37. Le Gouvernement estime cette somme excessive. Il invite la Cour à décider qu'en cas de violation, le constat de celle-ci représenterait une satisfaction équitable suffisante. A titre subsidiaire, il demande à la Cour d'apprécier le montant de la satisfaction équitable sur la base de sa jurisprudence dans des affaires similaires et à la lumière de la conjoncture économique interne.

38. La Cour n'aperçoit pas de lien de causalité entre la violation constatée et le dommage matériel allégué et rejette cette demande. En revanche, elle estime qu'il y a lieu d'octroyer au requérant 2 500 EUR au titre du préjudice moral.

B. Frais et dépens

39. Le requérant demande le remboursement des frais d'avocat encourus pour la procédure devant la Cour, qui s'élèvent à 9 760 PLN (soit environ 2 400 EUR) et présente des justificatifs.

40. Le Gouvernement prie la Cour de ne rembourser que les frais et dépens dont se trouvent établis la réalité, la nécessité et le caractère raisonnable de leur taux. Il renvoie à cet égard à l'arrêt Zimmermann et Steiner c. Suisse du 13 juillet 1983 (série A no 66, p. 14, § 36).

41. Selon la jurisprudence constante de la Cour, l'allocation des frais et dépens exposés par le requérant ne peut intervenir que dans la mesure où se trouvent établis leur réalité, leur nécessité et le caractère raisonnable de leur taux.

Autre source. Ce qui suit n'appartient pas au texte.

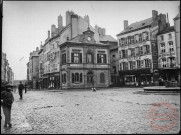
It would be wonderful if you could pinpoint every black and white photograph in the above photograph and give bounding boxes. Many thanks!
[1,0,181,134]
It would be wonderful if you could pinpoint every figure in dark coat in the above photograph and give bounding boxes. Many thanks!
[1,87,14,127]
[18,81,24,99]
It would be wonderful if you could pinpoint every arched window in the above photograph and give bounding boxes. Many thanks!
[86,52,93,63]
[100,73,105,83]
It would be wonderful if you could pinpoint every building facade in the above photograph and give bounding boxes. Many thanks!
[117,10,167,86]
[157,26,179,81]
[60,28,110,89]
[173,5,180,68]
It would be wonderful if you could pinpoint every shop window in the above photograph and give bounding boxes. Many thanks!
[100,73,105,83]
[97,54,107,64]
[62,73,66,83]
[168,41,174,52]
[71,52,82,63]
[86,53,93,63]
[168,33,172,40]
[72,73,82,83]
[136,60,141,68]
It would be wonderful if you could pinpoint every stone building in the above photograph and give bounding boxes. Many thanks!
[173,5,180,70]
[27,47,39,89]
[117,10,167,85]
[157,26,179,81]
[59,27,110,89]
[36,11,116,89]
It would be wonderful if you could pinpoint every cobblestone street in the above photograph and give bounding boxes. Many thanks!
[1,88,180,134]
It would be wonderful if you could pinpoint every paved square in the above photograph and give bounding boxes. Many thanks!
[1,88,180,134]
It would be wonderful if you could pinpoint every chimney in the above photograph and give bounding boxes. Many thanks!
[152,10,158,20]
[124,20,128,30]
[36,47,39,51]
[48,31,50,38]
[51,24,56,37]
[58,15,63,28]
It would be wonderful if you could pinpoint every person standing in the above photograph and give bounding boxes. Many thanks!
[25,83,27,93]
[1,86,14,127]
[18,81,24,99]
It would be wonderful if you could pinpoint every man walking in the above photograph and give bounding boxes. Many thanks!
[25,83,27,93]
[18,81,24,99]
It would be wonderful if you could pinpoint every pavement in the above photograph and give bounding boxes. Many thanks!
[1,88,180,134]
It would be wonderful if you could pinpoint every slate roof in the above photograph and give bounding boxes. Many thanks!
[157,26,175,35]
[99,35,117,42]
[68,34,106,45]
[117,17,153,36]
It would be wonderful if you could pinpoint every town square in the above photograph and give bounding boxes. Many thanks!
[1,1,180,134]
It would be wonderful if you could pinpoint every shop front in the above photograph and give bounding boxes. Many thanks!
[119,69,153,86]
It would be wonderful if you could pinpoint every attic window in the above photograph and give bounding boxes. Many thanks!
[142,23,145,26]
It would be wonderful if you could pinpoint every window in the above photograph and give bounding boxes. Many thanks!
[122,62,128,70]
[87,53,93,63]
[160,43,165,53]
[97,54,107,64]
[72,73,82,83]
[87,71,94,84]
[100,73,105,83]
[136,60,141,68]
[162,58,167,67]
[168,33,172,39]
[168,41,174,52]
[131,36,134,44]
[145,59,151,68]
[139,46,143,55]
[160,36,164,41]
[139,34,142,41]
[62,53,66,64]
[129,61,133,70]
[71,53,82,63]
[62,73,66,83]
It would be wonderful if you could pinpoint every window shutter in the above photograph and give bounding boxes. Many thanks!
[72,73,74,83]
[97,54,100,63]
[104,54,107,63]
[79,53,82,63]
[71,53,74,63]
[80,73,82,82]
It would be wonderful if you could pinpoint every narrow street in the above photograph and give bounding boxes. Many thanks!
[1,88,180,134]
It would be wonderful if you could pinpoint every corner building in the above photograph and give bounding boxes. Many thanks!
[117,10,167,86]
[59,28,110,89]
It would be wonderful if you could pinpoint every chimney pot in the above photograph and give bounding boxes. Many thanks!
[124,20,128,30]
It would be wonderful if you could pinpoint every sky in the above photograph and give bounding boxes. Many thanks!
[2,1,180,80]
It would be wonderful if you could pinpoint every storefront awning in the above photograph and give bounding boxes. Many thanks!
[119,69,152,75]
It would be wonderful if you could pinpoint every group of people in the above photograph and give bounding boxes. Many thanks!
[1,81,27,127]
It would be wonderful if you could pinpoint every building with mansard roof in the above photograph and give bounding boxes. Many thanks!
[117,10,167,86]
[59,28,110,89]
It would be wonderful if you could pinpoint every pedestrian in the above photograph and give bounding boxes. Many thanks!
[1,86,14,127]
[18,81,24,99]
[25,83,27,93]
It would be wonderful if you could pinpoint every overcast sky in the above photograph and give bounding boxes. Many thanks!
[2,1,180,80]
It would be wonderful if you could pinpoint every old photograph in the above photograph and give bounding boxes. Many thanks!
[1,0,180,134]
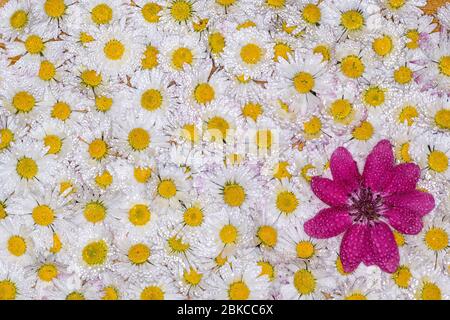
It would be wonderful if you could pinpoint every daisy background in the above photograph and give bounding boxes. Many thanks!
[0,0,450,300]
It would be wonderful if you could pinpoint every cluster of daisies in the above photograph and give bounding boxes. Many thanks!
[0,0,450,300]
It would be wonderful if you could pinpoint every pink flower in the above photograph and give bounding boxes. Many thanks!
[304,140,435,273]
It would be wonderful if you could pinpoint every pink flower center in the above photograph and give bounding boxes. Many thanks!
[349,187,384,224]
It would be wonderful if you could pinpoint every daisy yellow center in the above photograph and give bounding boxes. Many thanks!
[31,205,55,227]
[425,227,448,251]
[141,89,163,111]
[394,66,413,84]
[345,292,367,300]
[303,116,322,135]
[428,150,448,173]
[236,74,252,84]
[257,226,278,248]
[223,183,246,207]
[102,286,119,300]
[51,101,72,121]
[88,139,108,160]
[95,170,113,189]
[294,269,316,295]
[44,0,66,18]
[82,240,108,266]
[257,261,275,281]
[240,43,264,65]
[79,32,95,44]
[183,207,203,227]
[49,233,62,254]
[25,35,45,54]
[38,60,56,81]
[273,161,292,180]
[242,102,263,122]
[330,99,353,121]
[214,254,228,267]
[128,243,150,265]
[208,116,230,140]
[208,32,225,54]
[9,10,28,29]
[406,29,420,49]
[273,42,292,62]
[219,224,238,244]
[170,0,192,22]
[335,257,348,276]
[341,55,366,79]
[420,282,442,300]
[158,180,177,199]
[0,280,17,301]
[256,130,273,149]
[313,45,331,61]
[172,48,194,70]
[167,236,190,253]
[95,96,113,112]
[228,281,250,300]
[141,286,164,300]
[438,56,450,77]
[183,268,203,286]
[398,105,419,126]
[128,128,150,151]
[91,3,113,24]
[66,291,85,301]
[392,266,412,289]
[266,0,286,9]
[103,39,125,60]
[44,134,62,154]
[141,2,162,23]
[400,142,412,162]
[0,128,14,151]
[12,91,36,113]
[37,263,58,282]
[302,3,322,24]
[352,121,374,141]
[8,235,27,257]
[292,72,315,94]
[276,191,299,215]
[81,70,102,88]
[83,201,106,223]
[388,0,406,9]
[133,167,152,183]
[141,45,159,70]
[128,204,151,226]
[295,240,316,259]
[16,157,39,180]
[372,35,394,57]
[194,83,216,104]
[364,87,385,107]
[341,10,364,31]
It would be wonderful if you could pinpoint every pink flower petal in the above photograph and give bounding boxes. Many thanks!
[311,177,348,207]
[340,224,369,272]
[384,190,435,217]
[303,208,352,239]
[363,140,394,191]
[368,222,400,273]
[386,163,420,193]
[330,147,361,193]
[385,208,423,234]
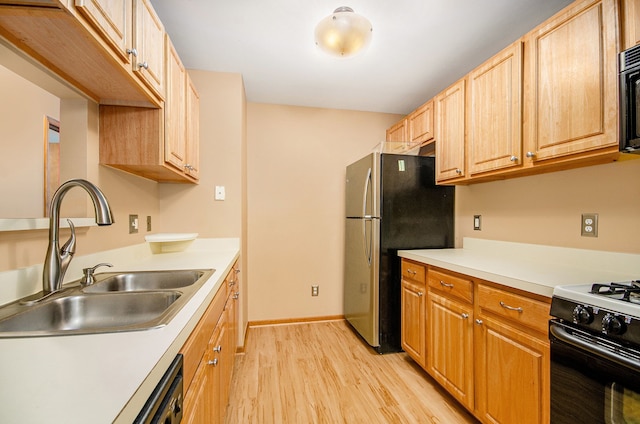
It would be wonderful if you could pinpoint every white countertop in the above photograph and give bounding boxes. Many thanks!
[0,239,239,424]
[398,238,640,297]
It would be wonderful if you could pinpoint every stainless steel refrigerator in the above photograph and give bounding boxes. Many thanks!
[344,153,455,353]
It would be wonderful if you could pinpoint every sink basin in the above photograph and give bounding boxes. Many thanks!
[0,269,215,338]
[0,292,180,333]
[84,269,205,293]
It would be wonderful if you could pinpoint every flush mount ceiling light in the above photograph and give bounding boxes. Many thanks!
[315,6,373,57]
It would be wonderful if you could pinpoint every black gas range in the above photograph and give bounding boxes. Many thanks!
[549,280,640,424]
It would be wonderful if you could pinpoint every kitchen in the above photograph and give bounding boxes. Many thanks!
[0,0,640,422]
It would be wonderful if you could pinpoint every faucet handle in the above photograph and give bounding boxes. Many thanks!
[60,219,76,255]
[80,262,113,287]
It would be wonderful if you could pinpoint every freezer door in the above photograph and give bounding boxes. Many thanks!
[344,218,380,346]
[345,153,380,218]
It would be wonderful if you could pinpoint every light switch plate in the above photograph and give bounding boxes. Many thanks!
[215,186,225,200]
[580,213,598,237]
[473,215,482,231]
[129,215,138,234]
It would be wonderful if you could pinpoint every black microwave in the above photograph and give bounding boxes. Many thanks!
[618,44,640,154]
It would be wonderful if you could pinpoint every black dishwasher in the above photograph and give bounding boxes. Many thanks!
[134,354,184,424]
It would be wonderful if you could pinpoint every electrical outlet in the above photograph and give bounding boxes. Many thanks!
[580,213,598,237]
[129,215,138,234]
[473,215,482,231]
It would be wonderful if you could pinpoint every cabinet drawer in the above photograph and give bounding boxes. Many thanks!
[402,259,427,285]
[478,285,550,333]
[429,268,473,303]
[180,287,227,391]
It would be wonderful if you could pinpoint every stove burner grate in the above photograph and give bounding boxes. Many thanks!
[591,280,640,303]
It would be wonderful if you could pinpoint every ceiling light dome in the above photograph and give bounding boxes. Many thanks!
[315,6,373,57]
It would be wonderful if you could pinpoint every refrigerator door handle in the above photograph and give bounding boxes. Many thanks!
[362,168,373,266]
[360,168,371,218]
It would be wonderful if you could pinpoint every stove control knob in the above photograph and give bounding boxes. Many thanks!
[602,314,627,336]
[573,305,593,324]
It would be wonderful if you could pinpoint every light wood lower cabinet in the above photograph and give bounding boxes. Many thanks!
[427,271,474,410]
[475,284,550,424]
[180,264,239,424]
[475,314,549,424]
[402,259,551,424]
[401,260,427,367]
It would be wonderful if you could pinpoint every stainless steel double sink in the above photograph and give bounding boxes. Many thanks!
[0,269,215,338]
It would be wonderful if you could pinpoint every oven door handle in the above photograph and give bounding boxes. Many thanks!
[549,322,640,370]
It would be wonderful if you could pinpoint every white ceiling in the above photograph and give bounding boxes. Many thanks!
[151,0,571,114]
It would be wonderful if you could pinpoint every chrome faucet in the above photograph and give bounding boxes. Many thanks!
[42,179,114,295]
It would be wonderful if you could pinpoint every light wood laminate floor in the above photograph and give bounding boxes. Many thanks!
[226,320,477,424]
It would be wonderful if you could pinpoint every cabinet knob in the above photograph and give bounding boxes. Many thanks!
[500,301,524,313]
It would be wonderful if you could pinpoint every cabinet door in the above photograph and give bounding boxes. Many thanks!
[427,291,473,410]
[182,363,212,424]
[525,0,618,160]
[185,74,200,179]
[207,322,229,424]
[407,100,435,145]
[387,119,408,143]
[476,315,550,424]
[75,0,132,63]
[133,0,165,99]
[467,41,522,175]
[401,280,426,368]
[435,79,465,181]
[164,37,187,171]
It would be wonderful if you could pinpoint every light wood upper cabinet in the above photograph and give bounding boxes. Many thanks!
[620,0,640,50]
[525,0,618,161]
[185,74,200,179]
[0,0,164,107]
[435,79,466,182]
[387,118,409,143]
[75,0,133,63]
[164,36,200,179]
[407,100,435,145]
[100,36,200,183]
[164,37,187,170]
[467,41,522,175]
[132,0,165,99]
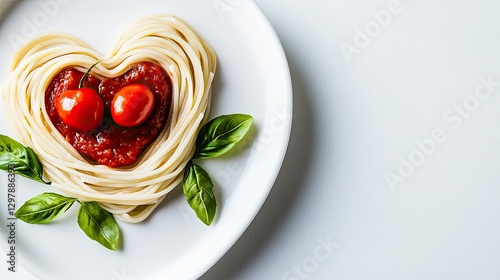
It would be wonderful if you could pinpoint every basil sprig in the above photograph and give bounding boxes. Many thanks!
[182,114,253,225]
[15,193,76,224]
[14,193,120,251]
[182,161,217,225]
[0,134,50,184]
[78,201,120,251]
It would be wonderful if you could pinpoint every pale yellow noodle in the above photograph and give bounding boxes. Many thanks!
[1,14,216,223]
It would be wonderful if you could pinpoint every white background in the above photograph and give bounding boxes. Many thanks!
[202,0,500,280]
[2,0,500,280]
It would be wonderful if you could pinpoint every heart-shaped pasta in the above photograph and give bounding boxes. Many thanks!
[1,14,216,223]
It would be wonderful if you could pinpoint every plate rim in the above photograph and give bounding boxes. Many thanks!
[0,0,293,280]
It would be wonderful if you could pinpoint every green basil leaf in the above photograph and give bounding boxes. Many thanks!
[194,114,253,159]
[14,193,76,224]
[182,161,217,226]
[78,201,120,251]
[0,134,50,184]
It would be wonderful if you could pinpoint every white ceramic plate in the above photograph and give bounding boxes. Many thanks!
[0,0,292,280]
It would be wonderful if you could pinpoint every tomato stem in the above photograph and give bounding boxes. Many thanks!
[78,59,102,88]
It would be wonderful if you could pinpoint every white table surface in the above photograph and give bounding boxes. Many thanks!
[0,0,500,280]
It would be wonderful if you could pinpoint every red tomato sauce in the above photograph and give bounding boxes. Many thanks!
[45,62,172,167]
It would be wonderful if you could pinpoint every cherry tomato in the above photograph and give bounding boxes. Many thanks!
[56,88,104,132]
[111,84,155,127]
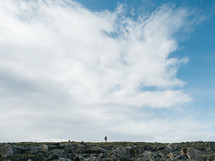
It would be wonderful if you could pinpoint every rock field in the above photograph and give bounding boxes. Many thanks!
[0,142,215,161]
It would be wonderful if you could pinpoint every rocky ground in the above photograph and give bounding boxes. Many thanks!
[0,142,215,161]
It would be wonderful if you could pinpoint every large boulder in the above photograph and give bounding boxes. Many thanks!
[111,147,130,161]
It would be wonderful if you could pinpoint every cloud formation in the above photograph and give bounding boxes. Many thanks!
[0,0,202,140]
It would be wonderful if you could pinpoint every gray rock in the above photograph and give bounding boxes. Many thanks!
[0,144,13,157]
[111,147,130,161]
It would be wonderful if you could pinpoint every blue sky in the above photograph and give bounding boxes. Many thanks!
[0,0,215,142]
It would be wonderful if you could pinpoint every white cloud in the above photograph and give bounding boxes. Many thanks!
[0,0,208,140]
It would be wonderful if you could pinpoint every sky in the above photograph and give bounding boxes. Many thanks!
[0,0,215,142]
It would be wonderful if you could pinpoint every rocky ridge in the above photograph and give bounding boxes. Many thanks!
[0,142,215,161]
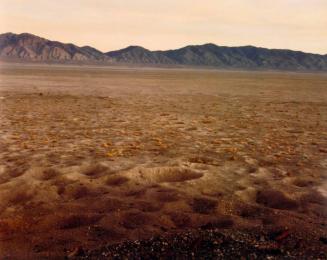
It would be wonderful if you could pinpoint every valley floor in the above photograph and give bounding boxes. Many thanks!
[0,65,327,259]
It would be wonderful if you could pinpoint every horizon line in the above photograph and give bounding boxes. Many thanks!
[0,32,327,56]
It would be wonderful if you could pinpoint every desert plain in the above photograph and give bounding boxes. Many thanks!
[0,64,327,259]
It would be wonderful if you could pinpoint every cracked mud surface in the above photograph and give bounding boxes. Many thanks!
[0,65,327,258]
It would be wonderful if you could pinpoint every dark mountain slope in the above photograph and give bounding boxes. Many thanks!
[106,46,175,64]
[0,33,108,61]
[0,33,327,71]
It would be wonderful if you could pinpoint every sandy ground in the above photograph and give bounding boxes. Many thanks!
[0,64,327,259]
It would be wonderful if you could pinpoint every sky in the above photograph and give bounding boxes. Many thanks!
[0,0,327,54]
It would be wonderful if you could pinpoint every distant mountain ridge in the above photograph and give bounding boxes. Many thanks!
[0,33,327,71]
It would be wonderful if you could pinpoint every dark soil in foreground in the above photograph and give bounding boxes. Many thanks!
[78,227,327,259]
[0,66,327,259]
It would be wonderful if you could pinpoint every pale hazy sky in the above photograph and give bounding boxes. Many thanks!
[0,0,327,54]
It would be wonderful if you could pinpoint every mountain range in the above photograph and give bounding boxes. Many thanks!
[0,33,327,71]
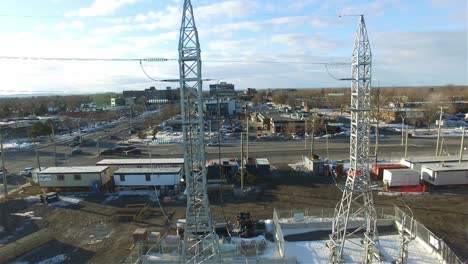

42. Dès lors, s'agissant des frais et dépens afférents à la procédure devant les organes de la Convention, la Cour estime raisonnable et alloue la somme de 2 400 EUR, plus toute somme pouvant être due au titre de la taxe sur la valeur ajoutée.

C. Intérêts moratoires

43. La Cour juge approprié de baser le taux des intérêts moratoires sur le taux d'intérêt de la facilité de prêt marginal de la Banque centrale européenne majoré de trois points de pourcentage.

PAR CES MOTIFS, LA COUR, À L'UNANIMITÉ,

1. Déclare la requête recevable ;

2. Dit qu'il y a eu violation de l'article 5 § 3 de la Convention ;

3. Dit ,

a) que l'Etat défendeur doit verser au requérant, dans les trois mois à compter du jour où l'arrêt sera devenu définitif conformément à l'article 44 § 2 de la Convention, 2 500 EUR (deux mille cinq cents euros) pour dommage moral et 2 400 EUR (deux mille quatre cents euros) pour frais et dépens, plus tout montant pouvant être dû à titre d'impôt; cette somme est à convertir en zlotys polonais au taux applicable à la date du règlement ;

b) qu'à compter de l'expiration dudit délai et jusqu'au versement, ces montants seront à majorer d'un intérêt simple à un taux égal à celui de la facilité de prêt marginal de la Banque centrale européenne applicable pendant cette période, augmenté de trois points de pourcentage ;

4. Rejette la demande de satisfaction équitable pour le surplus.

Fait en français, puis communiqué par écrit le 31 octobre 2006 en application de l'article 77 §§ 2 et 3 du règlement.